Keep the status quo. Nobody’s saying that. Both left and right agree: the system is broken.

Cut property taxes. Make up the difference with a Florida state income tax. Nobody is saying that, either.

Cut property taxes, and cut local government spending, too. Gould and Schroeder start from this position, along with CART, the tax-reform organization they belong to. Local government spends too much money. Put it on a diet and it won’t raid Mom and Pop’s refrigerator. But many others insist that Sarasota’s city and county budgets are pretty lean, and that taxes provide essential services and amenities that citizens value.

Kill—or at least cage—the “highest and best use” guideline. In other words, restrict it to Florida’s major metropolitan areas where it makes sense. Use annual income to determine the value of commercial properties on the barrier islands. Gould and Schroeder agree with this, too, but want to go further.

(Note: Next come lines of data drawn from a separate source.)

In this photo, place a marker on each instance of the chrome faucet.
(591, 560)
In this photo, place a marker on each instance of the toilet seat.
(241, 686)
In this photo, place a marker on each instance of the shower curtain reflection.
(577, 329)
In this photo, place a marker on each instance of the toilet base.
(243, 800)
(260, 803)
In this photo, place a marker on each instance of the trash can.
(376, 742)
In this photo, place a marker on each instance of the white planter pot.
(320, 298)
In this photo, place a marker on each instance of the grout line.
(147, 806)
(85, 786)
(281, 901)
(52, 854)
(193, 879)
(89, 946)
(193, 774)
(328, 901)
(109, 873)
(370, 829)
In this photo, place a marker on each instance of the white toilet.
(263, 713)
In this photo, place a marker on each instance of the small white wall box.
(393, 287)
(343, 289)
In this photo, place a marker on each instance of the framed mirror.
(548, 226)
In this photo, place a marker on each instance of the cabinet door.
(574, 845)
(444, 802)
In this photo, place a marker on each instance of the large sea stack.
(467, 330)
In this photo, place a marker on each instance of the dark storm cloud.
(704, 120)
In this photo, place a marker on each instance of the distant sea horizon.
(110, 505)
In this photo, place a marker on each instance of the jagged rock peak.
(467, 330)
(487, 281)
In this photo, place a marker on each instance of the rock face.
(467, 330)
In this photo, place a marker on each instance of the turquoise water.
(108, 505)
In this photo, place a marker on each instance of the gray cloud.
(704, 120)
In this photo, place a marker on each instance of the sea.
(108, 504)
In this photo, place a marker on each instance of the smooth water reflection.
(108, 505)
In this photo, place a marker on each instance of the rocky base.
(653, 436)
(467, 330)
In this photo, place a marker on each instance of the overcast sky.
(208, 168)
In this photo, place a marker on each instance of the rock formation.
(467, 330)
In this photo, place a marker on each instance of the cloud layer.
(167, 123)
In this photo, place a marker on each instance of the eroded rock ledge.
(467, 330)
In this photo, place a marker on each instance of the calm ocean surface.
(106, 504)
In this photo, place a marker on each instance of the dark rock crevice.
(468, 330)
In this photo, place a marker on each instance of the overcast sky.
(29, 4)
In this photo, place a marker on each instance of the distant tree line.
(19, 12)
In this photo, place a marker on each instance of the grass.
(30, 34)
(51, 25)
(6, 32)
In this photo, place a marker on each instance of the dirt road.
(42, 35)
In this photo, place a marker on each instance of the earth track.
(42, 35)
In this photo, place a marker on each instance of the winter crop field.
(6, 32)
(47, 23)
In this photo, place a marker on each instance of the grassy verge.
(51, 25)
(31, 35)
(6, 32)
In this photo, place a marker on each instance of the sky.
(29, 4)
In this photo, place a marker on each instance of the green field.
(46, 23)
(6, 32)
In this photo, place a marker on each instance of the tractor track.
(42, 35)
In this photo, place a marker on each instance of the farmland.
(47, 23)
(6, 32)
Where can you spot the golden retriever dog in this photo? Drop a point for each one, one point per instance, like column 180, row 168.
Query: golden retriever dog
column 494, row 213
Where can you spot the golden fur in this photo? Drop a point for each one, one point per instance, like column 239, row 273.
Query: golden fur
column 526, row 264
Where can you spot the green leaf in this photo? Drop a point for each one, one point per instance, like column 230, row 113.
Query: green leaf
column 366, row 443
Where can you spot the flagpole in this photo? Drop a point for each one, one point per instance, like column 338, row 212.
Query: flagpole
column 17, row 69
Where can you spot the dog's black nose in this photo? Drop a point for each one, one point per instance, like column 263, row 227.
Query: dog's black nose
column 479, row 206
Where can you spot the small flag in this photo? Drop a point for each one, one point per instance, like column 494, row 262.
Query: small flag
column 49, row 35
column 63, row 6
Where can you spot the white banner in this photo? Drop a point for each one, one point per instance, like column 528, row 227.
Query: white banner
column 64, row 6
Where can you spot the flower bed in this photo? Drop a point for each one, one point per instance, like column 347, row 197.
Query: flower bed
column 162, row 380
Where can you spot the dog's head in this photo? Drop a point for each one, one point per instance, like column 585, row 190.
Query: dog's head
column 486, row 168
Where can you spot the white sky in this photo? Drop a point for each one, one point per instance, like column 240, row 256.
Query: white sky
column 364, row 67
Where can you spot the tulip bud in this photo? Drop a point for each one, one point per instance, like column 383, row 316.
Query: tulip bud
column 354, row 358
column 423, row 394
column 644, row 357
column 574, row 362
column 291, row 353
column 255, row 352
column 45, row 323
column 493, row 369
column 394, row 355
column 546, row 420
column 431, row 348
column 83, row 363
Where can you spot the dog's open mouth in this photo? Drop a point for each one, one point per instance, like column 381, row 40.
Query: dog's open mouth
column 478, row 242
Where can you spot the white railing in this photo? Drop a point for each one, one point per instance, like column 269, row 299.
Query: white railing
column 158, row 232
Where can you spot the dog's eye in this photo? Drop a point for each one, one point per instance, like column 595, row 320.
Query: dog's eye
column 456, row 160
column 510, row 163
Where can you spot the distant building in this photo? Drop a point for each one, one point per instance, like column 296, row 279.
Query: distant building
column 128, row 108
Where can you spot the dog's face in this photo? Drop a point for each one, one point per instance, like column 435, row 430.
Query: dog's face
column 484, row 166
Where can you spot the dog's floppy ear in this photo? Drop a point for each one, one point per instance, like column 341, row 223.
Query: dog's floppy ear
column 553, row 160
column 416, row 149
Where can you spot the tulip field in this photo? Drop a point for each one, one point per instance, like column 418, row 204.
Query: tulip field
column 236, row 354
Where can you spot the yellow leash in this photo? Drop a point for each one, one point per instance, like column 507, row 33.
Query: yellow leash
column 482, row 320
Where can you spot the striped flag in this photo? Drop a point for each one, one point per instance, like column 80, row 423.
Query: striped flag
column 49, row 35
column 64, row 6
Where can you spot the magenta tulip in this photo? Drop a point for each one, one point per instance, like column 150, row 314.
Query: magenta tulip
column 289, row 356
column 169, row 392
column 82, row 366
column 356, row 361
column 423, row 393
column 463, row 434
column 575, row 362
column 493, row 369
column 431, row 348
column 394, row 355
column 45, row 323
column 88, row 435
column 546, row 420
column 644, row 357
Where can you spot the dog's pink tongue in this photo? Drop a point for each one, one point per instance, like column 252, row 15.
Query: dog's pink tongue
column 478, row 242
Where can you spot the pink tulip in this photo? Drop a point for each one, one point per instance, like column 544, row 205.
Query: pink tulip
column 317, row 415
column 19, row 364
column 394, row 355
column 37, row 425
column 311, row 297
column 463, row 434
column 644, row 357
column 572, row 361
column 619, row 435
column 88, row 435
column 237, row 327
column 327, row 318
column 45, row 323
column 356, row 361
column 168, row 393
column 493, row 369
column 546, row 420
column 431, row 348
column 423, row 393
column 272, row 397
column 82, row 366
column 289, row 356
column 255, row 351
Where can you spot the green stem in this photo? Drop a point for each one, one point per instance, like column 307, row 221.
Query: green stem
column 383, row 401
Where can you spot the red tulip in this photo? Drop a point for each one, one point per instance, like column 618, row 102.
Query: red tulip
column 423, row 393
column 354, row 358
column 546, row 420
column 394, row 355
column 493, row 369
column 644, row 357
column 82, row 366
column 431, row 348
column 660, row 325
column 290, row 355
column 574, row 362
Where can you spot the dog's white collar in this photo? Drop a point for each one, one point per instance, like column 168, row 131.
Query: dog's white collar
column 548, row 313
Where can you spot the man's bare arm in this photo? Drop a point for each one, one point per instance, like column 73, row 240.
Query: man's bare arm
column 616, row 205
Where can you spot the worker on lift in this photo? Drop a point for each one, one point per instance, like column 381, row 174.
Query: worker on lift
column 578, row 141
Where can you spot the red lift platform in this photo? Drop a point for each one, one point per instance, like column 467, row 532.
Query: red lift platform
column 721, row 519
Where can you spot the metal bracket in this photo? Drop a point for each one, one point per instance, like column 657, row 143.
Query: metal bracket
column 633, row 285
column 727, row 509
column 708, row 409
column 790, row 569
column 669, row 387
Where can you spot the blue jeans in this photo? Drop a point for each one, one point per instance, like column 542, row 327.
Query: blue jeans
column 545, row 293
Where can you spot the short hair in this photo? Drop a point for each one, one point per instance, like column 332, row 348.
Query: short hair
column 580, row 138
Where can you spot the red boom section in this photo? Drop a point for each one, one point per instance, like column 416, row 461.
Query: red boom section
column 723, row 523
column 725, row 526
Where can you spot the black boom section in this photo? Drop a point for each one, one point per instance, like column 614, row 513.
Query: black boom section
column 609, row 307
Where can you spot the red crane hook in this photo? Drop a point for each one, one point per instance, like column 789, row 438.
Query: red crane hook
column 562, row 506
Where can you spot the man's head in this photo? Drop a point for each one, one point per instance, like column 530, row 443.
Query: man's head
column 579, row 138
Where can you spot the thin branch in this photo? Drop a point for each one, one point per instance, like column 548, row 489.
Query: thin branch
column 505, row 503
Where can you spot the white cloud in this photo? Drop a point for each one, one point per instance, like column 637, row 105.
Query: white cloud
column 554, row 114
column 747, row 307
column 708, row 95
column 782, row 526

Reduce inequitable property taxes. Make up the difference by eliminating sales tax loopholes. Thaxton and Fitzgerald share this view. Thaxton says he’d like to give each of Florida’s sales tax exemptions a “straight face” test. “If you don’t bust out laughing, keep the exemption,” he says. “Kill the loopholes, and local governments will get the budgets they need without killing the mom-and-pop business that drive our economy.”

The specific solutions may differ. But entrepreneurs, activists and public servants all agree on the problem. Thanks to our current property tax system, the small island mom-and-pop businesses that give Florida its character and drive its economy could soon history.

“Tourism is the goose that laid the golden egg,” says Schroeder. “We’re on the verge of eating it for Christmas.”